Militó con decencia y sin eufemismos. Salió del ELN con la misma convicción con que ingresó. Así, siempre crítica y propositiva, leal a cada momento de su vida. Antes de retirarse le escribía a un compañero “ojalá ustedes tomen en serio y practiquen aquello del análisis científico pues a estas alturas la demagogia irresponsable no encontrará ningún eco”. Palabras y acciones tan necesarias hoy.

Regresó a la vida civil a trabajar por la paz, porque “la lógica de la destrucción acaba involucrando indiscriminadamente no solo a los combatientes sino al resto de la sociedad civil”. Entonces, llena de entusiasmo, lúcida y sabia, siguió trabajando por transformar la realidad.

Seguramente si Leonor fuera maestra hoy en día, más que a las futuras esposas de los dirigentes, estaría educando a seres humanos por el camino de las pequeñas revoluciones pacíficas, cotidianas, profundas.
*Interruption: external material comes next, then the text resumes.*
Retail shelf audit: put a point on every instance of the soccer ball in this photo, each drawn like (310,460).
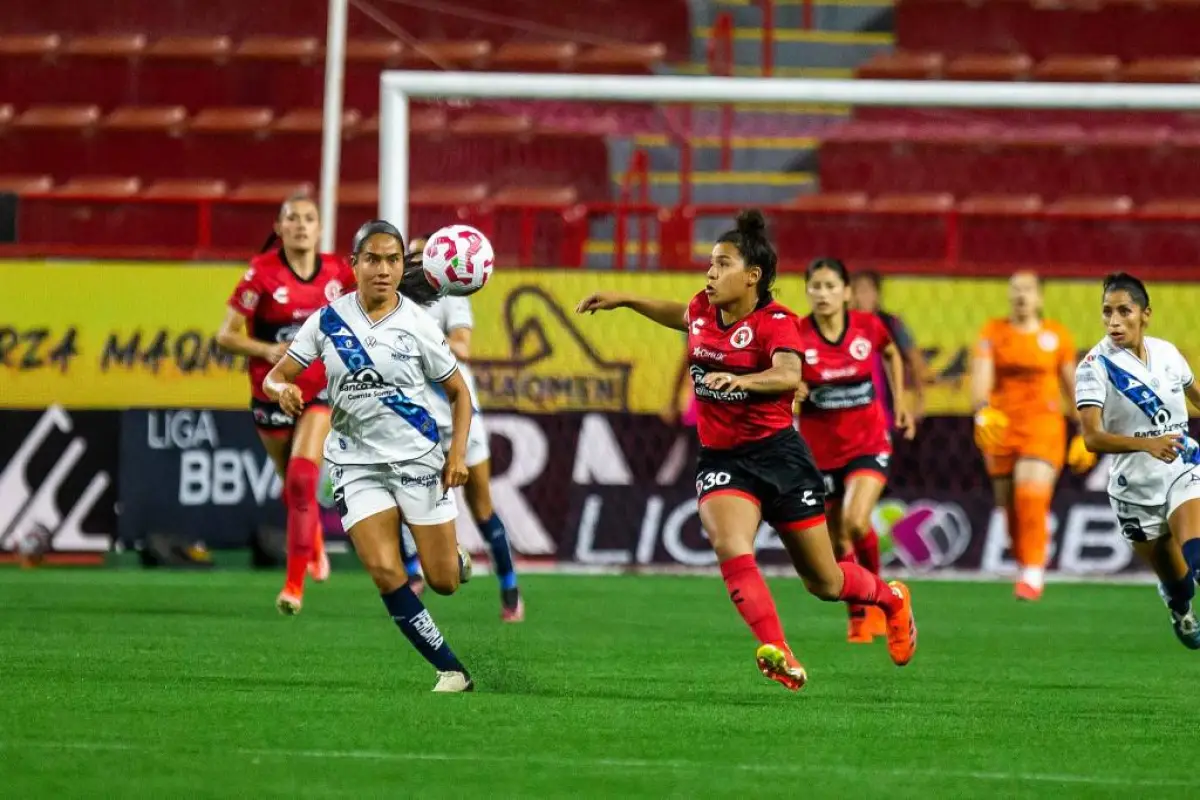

Enseñándonos que para hacer resistencia a la injusticia y a la inequidad tendríamos que recurrir a privilegiar la solidaridad sobre la competencia. A elaborar una renovada conciencia de nuestro ser en el mundo para cuestionar, proponer y hacer. Y no en la vía de la falacia de la igualdad, sino del reconocimiento de la diferencia, de la equidad. Por eso, implica un llamado también para los hombres, para que desde sus condiciones revolucionen el mundo permitiéndose la sensibilidad y las dudas.

La esperanza en esta forma de relacionarnos y de trasformar las realidades no puede ser romántica. Las condiciones de las mujeres siguen siendo difíciles en términos de posibilidades de expresión y realización. Cuando salimos del hogar a trabajar, a muchas les toca asumir una doble jornada, porque el regresar a casa les corresponden las tareas de cuidado y crianza. Los salarios siguen siendo inferiores a los de los hombres y la representatividad en ámbitos de dirección y poder es aún insuficiente. Somos víctimas de acoso y abuso sexual en los ambientes domésticos, laborales y sociales.

En medio de la aceleración actual el sentido de las pequeñas revoluciones nos puede llevar por una vía más compleja y genuina de relacionamiento con el mundo, reivindicando la posibilidad de disentir para construir. Son posibles, y tal vez más útiles, las pequeñas revoluciones cotidianas que desde adentro y desde afuera del sistema generen resistencia y avance: transformación. Esto, impulsado por las mujeres que consientes de sí y para sí abracen a la humanidad y a la naturaleza. Mujeres críticas, que reivindican su lugar en el mundo como madres, profesionales, escritoras, intelectuales, científicas, filósofas, artistas, líderes, obreras, campesinas, empresarias… capaces de mover el mundo y de “asumir la responsabilidad política e histórica” que nos corresponde.